Portelli now confirmed with Lovin Malta that, while he had asked Efimova for a copy of these documents during the interview, the whistleblower refused to show them to him, citing advice from the Russian embassy. Yet the then newspaper editor-in-chief still managed to see a copy of the documents on the iPad of a second source.
PN media chief Pierre Portelli
After Portelli announced on Xtra that he had seen the documents, he was summoned to Aaron Bugjea as part of his inquiry, which has been ongoing since last April.
“I told Bugeja that a source had shown me the documents and he demanded I reveal my source, citing national security laws,” Portelli. “I refused to do so, but I told him I would ask my source for a copy of the declaration of trust. My source complied and I returned to Bugeja with this copy.”
Questioned whether his decision not to publish a copy of the declaration of trust in The Malta Independent reflected his personal uncertainty of the veracity of the documents, Portelli said he thought it was more important for the magistrate to investigate it personally.
Magistrate Aaron Bugeja has been conducting an inquiry into the Egrant story since April
The copies of the declarations of trust have never been published, but Caruana Galizia said a copy of it has been “scanned and uploaded to the cloud” and published a transcript of them on her blog. In an interview with the Malta Independent last April, which the newspaper later deleted following legal threats from Pilatus Bank, Efimova said she scanned the documents after stumbling upon them by chance in a safe that had been placed in the kitchen of her then employer Pilatus Bank.
“I don’t know what I was looking for, maybe familiar names, she said. “Then I saw two declarations of trust with the name ‘Muscat’. I hadn’t been in the country long enough to know that it is quite a common name here. I recognised it because it is the Prime Minister’s name. The company name was Egrant Inc and I knew that name because it was on my list. This was still before the Panamas Papers broke, so I had no idea of the significance of it.”

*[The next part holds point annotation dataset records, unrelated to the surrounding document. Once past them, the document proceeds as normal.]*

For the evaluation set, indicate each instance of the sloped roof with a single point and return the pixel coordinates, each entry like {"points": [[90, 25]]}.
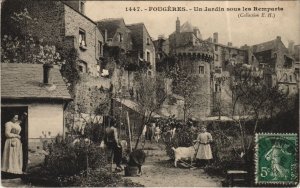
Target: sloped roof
{"points": [[264, 46], [186, 27], [111, 25], [19, 81]]}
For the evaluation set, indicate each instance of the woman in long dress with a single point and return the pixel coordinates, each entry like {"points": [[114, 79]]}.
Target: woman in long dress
{"points": [[203, 144], [12, 158]]}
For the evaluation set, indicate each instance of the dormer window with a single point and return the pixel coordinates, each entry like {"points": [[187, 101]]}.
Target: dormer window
{"points": [[82, 7], [201, 69], [82, 38], [120, 37]]}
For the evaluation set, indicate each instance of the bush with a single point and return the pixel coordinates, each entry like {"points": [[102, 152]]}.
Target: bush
{"points": [[97, 178], [67, 159]]}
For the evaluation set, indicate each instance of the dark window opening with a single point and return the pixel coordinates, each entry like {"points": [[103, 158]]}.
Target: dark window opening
{"points": [[120, 37], [99, 48], [82, 37], [201, 69], [82, 7], [216, 48], [148, 41], [148, 56]]}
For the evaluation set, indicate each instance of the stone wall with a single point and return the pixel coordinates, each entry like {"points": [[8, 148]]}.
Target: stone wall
{"points": [[75, 21]]}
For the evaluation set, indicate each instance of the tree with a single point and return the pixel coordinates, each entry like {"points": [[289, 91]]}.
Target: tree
{"points": [[148, 99], [252, 101], [23, 47], [188, 86]]}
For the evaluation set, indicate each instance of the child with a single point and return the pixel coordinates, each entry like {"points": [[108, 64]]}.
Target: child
{"points": [[204, 151]]}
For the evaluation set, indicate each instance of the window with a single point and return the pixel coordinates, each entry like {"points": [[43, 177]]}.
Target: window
{"points": [[99, 48], [141, 55], [82, 37], [82, 7], [148, 56], [201, 69], [120, 37], [216, 57], [82, 67]]}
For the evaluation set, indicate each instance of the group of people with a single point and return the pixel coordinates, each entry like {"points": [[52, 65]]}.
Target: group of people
{"points": [[12, 156], [151, 131], [200, 138]]}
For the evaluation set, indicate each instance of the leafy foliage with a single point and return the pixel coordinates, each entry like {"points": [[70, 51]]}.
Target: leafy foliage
{"points": [[66, 158], [25, 48]]}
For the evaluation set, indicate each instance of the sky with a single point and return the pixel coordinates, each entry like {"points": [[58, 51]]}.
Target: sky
{"points": [[239, 31]]}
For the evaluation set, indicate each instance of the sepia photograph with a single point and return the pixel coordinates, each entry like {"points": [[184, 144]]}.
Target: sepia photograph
{"points": [[150, 93]]}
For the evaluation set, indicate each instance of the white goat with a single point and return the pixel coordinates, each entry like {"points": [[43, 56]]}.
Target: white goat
{"points": [[182, 153]]}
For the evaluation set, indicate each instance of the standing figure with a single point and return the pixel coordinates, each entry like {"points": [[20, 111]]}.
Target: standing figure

Last year, Daphne Caruana Galizia described Efimova as the main source of most of her Pilatus Bank reports, including the Egrant documents.
However, the story took a twist on Sunday, when Efimova told journalist-blogger Manuel Delia that Caruana Galizia already had a copy of the Egrant declaration of trust when the two met up. This would mean that Caruana Galizia had received a copy of the declaration of trust from an unknown source and then met up with Efimova to corroborate the story.
“When we met for the first time, [Caruana Galizia] already had copies of those declarations of trust,” Efimova said. “She showed them to me and asked me whether they are true and whether I had seen them in the bank, and I told her that yes, I had seen those very same declarations.”
During the interview, Efimova confirmed she had no documentation in hand when Delia specifically asked her whether she had any documents of suspicious transactions at Pilatus Bank. However, Joseph Muscat took it as proof that Efimova was backtracking on her claim that she had proof of the Egrant declaration of trust.
Efimova was in the news again today after a Cypriot newspaper reported she had been issued with a European arrest warrant by the Cypriot police after the director of a company she used to work for until 2014 reported her for stealing from the company. Efimova questioned why she is only being charged with this crime four years later, and suggested it could be linked to the fact that the director in question, Natalia Antoniou, also works for a Limassol-based law firm where she has served a particular Azeri client.
However, Antoniou told The Cyprus Business Mail that she had filed the complaint which led to the European arrest warrant four years ago on the instructions of the ultimate beneficial owner of Efimova’s former employer.